Rep. Tom Burroughs agreed, pointing out that simply rolling back all of the pieces of the 2012 tax changes would resolve the budget hole - rather than piecing together a bunch of new tax increases. “I think this is the wrong route to take. If this budget crisis was caused by previous legislatures, then we need to go back and right the ship. If the 2012 tax plan is a failure, let’s go back and look at the 2012 tax numbers and see where that puts us.” Corbet is not a fan of revoking the 2012 tax plan.
On another floor of the Capitol, the Senate Taxation Committee was compiling another tax proposal, including a form of flat tax with the lowest income Kansans (under $6300 for single filers and $12600 for married) paying 0% and everyone else paying 4.4%. The plan would eliminate the current exemptions for LLCs and non-wage income January 1, 2018. Many of the plans rejected to date have tried to make the tax increases retroactive to January 1, 2017. The plan would also reduce the sales tax on food from 6.5% to 5.5% This plan was proposed by first term Senator Larry Alley.
So far this week, the Tax conference committee has rolled out two income tax increase proposals with multiple tax tiers, also revoking the LLC and non-wage income exemptions, along with reinstating a number of the income tax deductions that have been eliminated. Each time, the scheduled floor debate (Tuesday in the Senate and Wednesday in the House) was cancelled for lack of votes.

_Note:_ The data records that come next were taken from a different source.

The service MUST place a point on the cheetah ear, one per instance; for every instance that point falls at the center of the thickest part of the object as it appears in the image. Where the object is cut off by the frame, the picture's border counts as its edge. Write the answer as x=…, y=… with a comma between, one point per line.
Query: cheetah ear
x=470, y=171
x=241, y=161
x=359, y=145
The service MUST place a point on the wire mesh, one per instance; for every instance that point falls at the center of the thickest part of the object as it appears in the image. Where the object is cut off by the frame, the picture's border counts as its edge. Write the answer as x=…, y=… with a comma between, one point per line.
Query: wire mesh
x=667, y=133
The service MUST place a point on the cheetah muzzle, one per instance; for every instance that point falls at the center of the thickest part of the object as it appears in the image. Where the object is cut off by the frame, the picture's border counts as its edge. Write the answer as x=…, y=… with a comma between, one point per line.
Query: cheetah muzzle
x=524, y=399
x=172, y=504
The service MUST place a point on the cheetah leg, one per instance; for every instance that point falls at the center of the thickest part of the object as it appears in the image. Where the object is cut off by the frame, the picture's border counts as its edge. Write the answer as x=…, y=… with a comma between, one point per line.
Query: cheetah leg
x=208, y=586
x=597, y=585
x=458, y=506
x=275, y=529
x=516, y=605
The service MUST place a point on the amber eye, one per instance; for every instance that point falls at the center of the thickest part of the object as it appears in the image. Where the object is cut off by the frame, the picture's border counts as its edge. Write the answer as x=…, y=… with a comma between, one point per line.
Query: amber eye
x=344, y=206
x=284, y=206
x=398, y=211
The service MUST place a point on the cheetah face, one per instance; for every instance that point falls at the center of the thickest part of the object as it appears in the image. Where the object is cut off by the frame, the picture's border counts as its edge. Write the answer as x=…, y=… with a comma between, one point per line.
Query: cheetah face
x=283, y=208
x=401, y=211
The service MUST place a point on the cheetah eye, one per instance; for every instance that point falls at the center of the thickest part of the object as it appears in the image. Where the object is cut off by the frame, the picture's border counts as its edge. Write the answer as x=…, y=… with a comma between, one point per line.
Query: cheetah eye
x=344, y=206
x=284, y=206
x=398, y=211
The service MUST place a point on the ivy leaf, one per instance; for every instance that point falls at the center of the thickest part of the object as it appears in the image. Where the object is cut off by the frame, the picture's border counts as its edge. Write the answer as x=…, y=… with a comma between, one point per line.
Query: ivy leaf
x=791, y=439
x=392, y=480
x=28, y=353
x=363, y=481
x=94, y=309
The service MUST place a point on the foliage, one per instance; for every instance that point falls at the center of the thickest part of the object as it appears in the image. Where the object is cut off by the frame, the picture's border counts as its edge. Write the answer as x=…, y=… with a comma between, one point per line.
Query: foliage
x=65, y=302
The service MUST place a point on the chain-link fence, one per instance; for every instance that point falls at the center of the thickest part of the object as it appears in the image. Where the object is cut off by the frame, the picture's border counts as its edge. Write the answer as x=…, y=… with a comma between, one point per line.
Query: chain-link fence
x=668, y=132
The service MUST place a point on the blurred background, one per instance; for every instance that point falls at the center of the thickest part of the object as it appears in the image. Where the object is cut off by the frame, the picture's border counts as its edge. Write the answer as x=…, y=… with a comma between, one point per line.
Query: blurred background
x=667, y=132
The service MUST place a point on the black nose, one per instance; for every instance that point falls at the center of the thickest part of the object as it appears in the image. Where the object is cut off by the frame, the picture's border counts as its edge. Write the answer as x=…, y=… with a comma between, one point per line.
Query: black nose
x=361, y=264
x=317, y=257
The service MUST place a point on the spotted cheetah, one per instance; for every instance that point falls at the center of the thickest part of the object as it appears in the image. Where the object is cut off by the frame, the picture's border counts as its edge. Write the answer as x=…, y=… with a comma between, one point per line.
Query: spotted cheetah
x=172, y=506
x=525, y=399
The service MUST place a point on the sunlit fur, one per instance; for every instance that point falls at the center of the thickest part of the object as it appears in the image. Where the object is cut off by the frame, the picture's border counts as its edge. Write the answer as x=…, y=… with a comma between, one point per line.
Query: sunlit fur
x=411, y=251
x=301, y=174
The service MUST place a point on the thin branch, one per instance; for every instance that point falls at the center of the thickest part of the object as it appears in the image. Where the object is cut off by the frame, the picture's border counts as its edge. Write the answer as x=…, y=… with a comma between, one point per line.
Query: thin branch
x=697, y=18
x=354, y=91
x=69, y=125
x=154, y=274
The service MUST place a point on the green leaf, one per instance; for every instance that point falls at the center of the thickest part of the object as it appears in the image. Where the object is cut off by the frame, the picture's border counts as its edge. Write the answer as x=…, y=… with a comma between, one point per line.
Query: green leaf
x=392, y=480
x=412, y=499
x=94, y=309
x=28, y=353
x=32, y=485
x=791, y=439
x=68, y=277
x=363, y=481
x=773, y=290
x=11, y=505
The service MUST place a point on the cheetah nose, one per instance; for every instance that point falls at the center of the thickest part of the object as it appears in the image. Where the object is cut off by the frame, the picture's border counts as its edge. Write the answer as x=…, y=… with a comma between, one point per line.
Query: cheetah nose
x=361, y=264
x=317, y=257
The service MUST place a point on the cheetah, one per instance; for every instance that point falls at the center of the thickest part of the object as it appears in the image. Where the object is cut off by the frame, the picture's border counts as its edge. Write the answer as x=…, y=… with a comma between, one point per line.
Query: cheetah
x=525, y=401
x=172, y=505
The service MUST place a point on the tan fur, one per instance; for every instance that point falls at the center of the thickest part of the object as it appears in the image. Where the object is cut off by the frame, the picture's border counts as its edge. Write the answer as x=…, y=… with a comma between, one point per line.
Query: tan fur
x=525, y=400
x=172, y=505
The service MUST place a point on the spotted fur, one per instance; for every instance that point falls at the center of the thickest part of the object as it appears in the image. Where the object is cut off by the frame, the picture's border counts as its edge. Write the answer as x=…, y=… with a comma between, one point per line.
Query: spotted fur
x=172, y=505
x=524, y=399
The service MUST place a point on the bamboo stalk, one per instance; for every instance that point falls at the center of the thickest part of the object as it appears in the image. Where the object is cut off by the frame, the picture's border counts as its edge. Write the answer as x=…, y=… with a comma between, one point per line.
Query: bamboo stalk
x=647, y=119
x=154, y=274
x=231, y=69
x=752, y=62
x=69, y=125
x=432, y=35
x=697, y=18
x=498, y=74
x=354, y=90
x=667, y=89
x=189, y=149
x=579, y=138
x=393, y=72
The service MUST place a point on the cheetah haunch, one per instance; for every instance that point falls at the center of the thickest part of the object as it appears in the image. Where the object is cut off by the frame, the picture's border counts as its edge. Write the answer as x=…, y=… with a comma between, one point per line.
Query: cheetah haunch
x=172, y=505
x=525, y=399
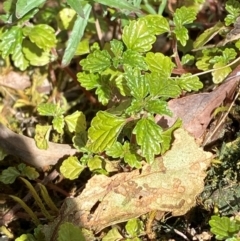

At this point, neither chamber has taken the steps that would be needed to consolidate support for a tax proposal either through a coalition of moderate and conservative Republicans or through a coalition of moderate Republicans and Democrats. One stumbling block is that many want to see an education funding plan passed before agreeing on a revenue package. There are those who feel the proposals so far have not raised enough money and those who feel they raise too much. And there are those who will not vote for any increase, believing that not enough has been done to cut state spending. Neither the Senate nor the House can claim they have the votes organized for any given plan – and meanwhile, the Governor has already vetoed the tax proposal that was adopted in February that looked similar to this week’s bills.
On Tuesday, legislators were told to plan to work through the weekend. That remains to be seen. The veto session appears likely to last beyond the two week target.